Echo findings in cardiac tamponade

  • Evidence of pericardial effusion
  • RA, RV diastolic collapse
  • Swinging of heart within the effusion

Differential diagnosis

  • Pleural effusion
  • Pneumothorax
  • Pulmonary embolism
  • Constrictive pericarditis
  • Heart failure
  • Shock

Management

Removal of pericardial fluid is the definitive therapy for tamponade and can be done using the following three methods:

  • Emergency subxiphoid percutaneous drainage
  • Pericardiocentesis (with or without echocardiographic guidance)
  • Percutaneous balloon pericardiotomy

Conclusion

This case underscores the complexity of diagnosing chest pain in patients with multiple comorbidities. While the patient’s initial chest pain was attributed to pleuritic pain, the development of cardiac tamponade highlights the necessity for continuous re-evaluation. Cardiac tamponade, although rare, should be considered in patients with sudden hemodynamic collapse, especially in those with risk factors such as recent myocardial infarction and chronic kidney disease.

CPC-EM Capsule

  1. What do we already know about this clinical entity?

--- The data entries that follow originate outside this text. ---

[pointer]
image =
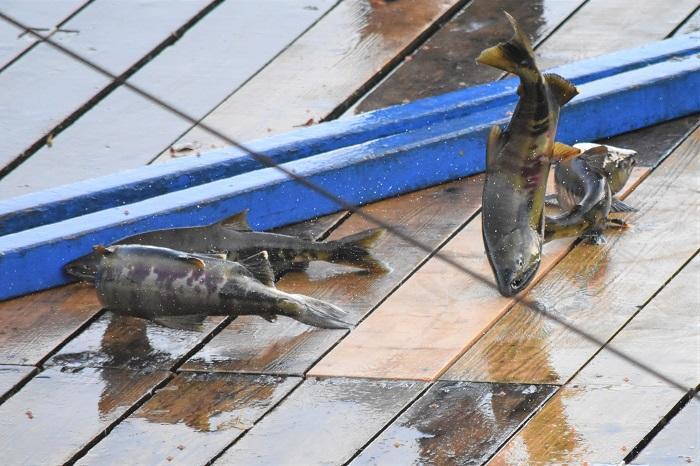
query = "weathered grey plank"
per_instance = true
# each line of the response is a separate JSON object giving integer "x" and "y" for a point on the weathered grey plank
{"x": 322, "y": 422}
{"x": 59, "y": 411}
{"x": 220, "y": 53}
{"x": 455, "y": 423}
{"x": 44, "y": 15}
{"x": 611, "y": 405}
{"x": 59, "y": 85}
{"x": 190, "y": 420}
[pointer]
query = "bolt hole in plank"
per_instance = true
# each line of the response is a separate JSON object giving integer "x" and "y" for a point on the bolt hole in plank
{"x": 237, "y": 46}
{"x": 60, "y": 85}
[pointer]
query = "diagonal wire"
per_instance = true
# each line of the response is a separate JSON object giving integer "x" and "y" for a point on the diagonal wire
{"x": 269, "y": 162}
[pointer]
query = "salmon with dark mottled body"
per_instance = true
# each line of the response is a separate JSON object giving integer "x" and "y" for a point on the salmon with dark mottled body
{"x": 517, "y": 165}
{"x": 585, "y": 185}
{"x": 180, "y": 290}
{"x": 234, "y": 238}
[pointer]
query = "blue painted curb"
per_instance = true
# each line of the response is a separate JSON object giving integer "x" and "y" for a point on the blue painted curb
{"x": 130, "y": 186}
{"x": 31, "y": 260}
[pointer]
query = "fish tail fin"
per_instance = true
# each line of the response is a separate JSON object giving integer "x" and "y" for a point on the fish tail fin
{"x": 312, "y": 311}
{"x": 512, "y": 56}
{"x": 354, "y": 250}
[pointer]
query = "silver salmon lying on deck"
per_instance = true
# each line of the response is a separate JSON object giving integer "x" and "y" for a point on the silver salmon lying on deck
{"x": 584, "y": 189}
{"x": 180, "y": 289}
{"x": 235, "y": 238}
{"x": 517, "y": 165}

Cardiac tamponade is a life-threatening illness that requires emergent recognition and treatment.

  1. What makes this presentation of disease reportable?

This is a case report of a patient who developed severe, life-threatening cardiac tamponade in under 24 hours that necessitated immediate intervention.

  1. What is the major learning point?

Cardiac tamponade can develop rapidly, and recent negative imaging does not rule it out. Point-of-care ultrasound can help rapidly identify this disease process.

  1. How might this improve emergency medicine practice?

Emergency physicians must always consider cardiac tamponade in hypotensive, tachycardic patients.